Con la dichiarazione di emergenza sanitaria nazionale, e la pandemia globale da parte dell’OMS l’11 marzo 2020, è accaduto qualcosa di inaspettato anche nell’universo variegato dei musei del mondo. Su tutte le homepage è comparso un messaggio universale di precauzionale lockdown fino a nuove disposizioni. L’Istituzione permanente aperta al pubblico, secondo la definizione dell’ICOM, ha dovuto reagire tempestivamente a questa necessaria sospensione.

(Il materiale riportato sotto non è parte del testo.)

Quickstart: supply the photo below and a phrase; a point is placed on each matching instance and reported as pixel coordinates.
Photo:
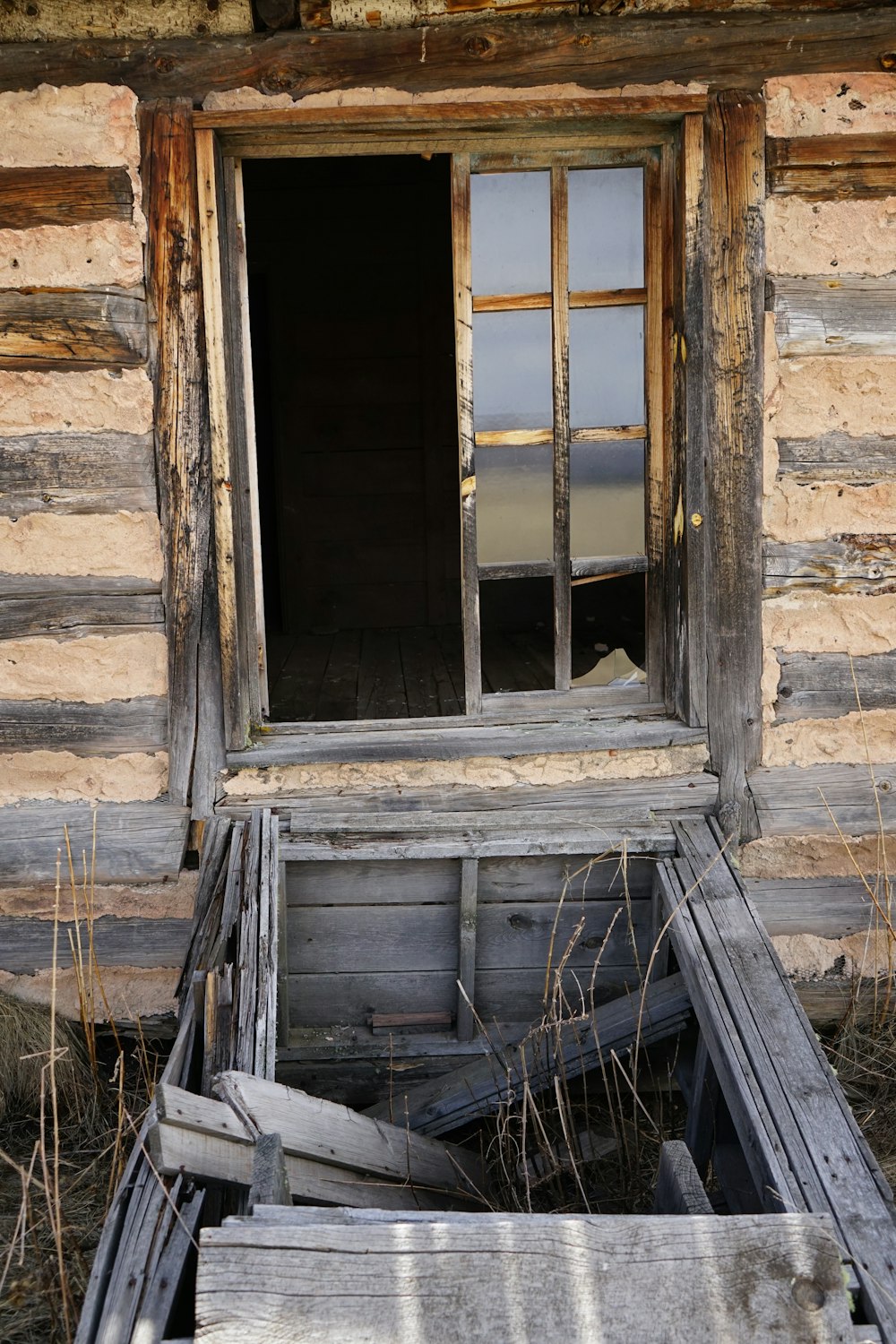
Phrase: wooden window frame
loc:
(662, 134)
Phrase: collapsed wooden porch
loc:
(280, 1191)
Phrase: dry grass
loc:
(589, 1144)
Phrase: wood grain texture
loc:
(180, 413)
(823, 685)
(69, 330)
(739, 50)
(821, 316)
(35, 196)
(67, 607)
(139, 725)
(847, 564)
(26, 945)
(837, 456)
(77, 473)
(734, 383)
(833, 167)
(136, 841)
(608, 1279)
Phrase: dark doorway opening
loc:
(352, 324)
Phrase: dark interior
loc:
(352, 335)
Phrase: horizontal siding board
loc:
(34, 196)
(72, 330)
(77, 473)
(823, 316)
(406, 938)
(500, 995)
(136, 841)
(831, 167)
(847, 564)
(26, 945)
(823, 685)
(66, 607)
(834, 456)
(828, 908)
(139, 725)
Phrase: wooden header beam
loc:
(729, 50)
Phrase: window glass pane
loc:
(512, 378)
(606, 499)
(606, 367)
(608, 623)
(514, 503)
(511, 233)
(606, 228)
(516, 621)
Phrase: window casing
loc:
(653, 148)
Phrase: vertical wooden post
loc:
(183, 461)
(735, 183)
(463, 339)
(466, 949)
(560, 357)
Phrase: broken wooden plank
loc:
(678, 1185)
(34, 196)
(818, 314)
(325, 1132)
(608, 1279)
(72, 330)
(482, 1085)
(831, 167)
(207, 1156)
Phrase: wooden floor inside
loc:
(400, 674)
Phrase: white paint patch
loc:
(91, 669)
(107, 545)
(35, 403)
(131, 777)
(108, 252)
(831, 105)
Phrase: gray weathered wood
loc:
(136, 841)
(821, 1139)
(837, 456)
(139, 725)
(72, 330)
(823, 685)
(850, 564)
(325, 1132)
(678, 1185)
(168, 171)
(820, 314)
(26, 943)
(67, 607)
(608, 1279)
(833, 167)
(734, 389)
(271, 1179)
(34, 196)
(793, 800)
(737, 48)
(77, 473)
(454, 742)
(479, 1086)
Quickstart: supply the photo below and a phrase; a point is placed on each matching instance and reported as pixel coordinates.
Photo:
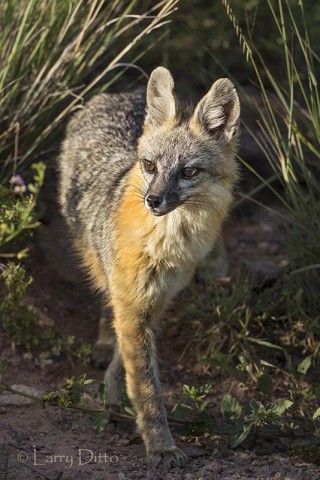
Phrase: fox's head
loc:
(188, 158)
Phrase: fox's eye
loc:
(149, 166)
(190, 172)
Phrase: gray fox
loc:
(144, 187)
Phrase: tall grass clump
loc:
(53, 54)
(289, 135)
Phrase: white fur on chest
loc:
(182, 238)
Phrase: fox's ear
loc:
(218, 112)
(161, 105)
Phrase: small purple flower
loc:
(17, 183)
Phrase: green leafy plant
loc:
(69, 393)
(18, 215)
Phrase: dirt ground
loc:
(51, 443)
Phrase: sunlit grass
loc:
(53, 54)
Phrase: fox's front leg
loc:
(137, 347)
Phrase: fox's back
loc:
(98, 151)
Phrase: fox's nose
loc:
(154, 201)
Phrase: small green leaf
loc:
(102, 392)
(130, 410)
(230, 408)
(282, 406)
(265, 384)
(239, 437)
(304, 366)
(180, 410)
(100, 421)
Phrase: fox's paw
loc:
(168, 458)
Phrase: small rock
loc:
(194, 452)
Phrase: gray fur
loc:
(104, 147)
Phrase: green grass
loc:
(56, 53)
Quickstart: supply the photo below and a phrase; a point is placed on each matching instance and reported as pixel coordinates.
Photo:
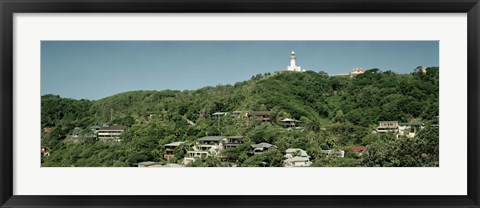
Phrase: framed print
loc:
(246, 104)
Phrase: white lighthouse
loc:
(293, 65)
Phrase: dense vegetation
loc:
(335, 111)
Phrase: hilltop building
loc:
(110, 133)
(357, 71)
(170, 150)
(293, 65)
(296, 158)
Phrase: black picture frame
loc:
(9, 7)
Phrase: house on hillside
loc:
(233, 141)
(219, 114)
(95, 129)
(387, 126)
(260, 115)
(211, 144)
(291, 123)
(261, 148)
(409, 129)
(333, 153)
(75, 133)
(111, 133)
(359, 150)
(237, 114)
(146, 164)
(191, 156)
(357, 71)
(296, 158)
(170, 150)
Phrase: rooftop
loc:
(298, 159)
(114, 127)
(290, 120)
(174, 144)
(358, 148)
(211, 138)
(303, 153)
(262, 145)
(411, 124)
(259, 113)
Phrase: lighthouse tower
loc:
(293, 66)
(292, 59)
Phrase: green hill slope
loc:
(335, 112)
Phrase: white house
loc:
(296, 158)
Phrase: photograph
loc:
(239, 103)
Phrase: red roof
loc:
(358, 148)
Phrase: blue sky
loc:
(97, 69)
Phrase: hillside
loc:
(335, 113)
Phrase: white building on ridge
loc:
(293, 66)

Potrà apparire stridente parlare di musei, al confronto delle priorità di curare i malati di coronavirus e proteggere la popolazione dalle insidie del “nemico invisibile”. Niente di paragonabile a ciò che si dovrebbe temere in caso di guerra, fronteggiandone le conseguenze. Il danno del virus Sars-Cov2 – che fa pensare agli effetti desolanti e distopici, seppur temporanei, di una bomba N – si sta rivelando grave e in prospettiva di proporzione indefinibile anche per il mondo della Cultura e della sua vasta economia legata al turismo. Per coloro che nei musei vivono, lavorano (e oggi rischiano il posto), studiano; come per chi li visita, si è rivelata una scommessa sperimentale: è possibile visitare un museo chiuso?
Dall’inizio del XXI secolo il museo è progressivamente uscito dalle proprie mura con le innumerevoli forme della digitalizzazione e della comunicazione multimediale, basti pensare al potente Google Art and Culture.
A ben vedere si tratta di un processo storico iniziato con la nascita della fotografia, come notò acutamente lo scrittore e politico André Malraux, teorizzando nel 1946 il Musée imaginaire, senza confini, fatto di immagini.
Paradossalmente con la pandemia il Museo immaginario, meta-fisico, ha avuto la sua piena affermazione pratica e teorica.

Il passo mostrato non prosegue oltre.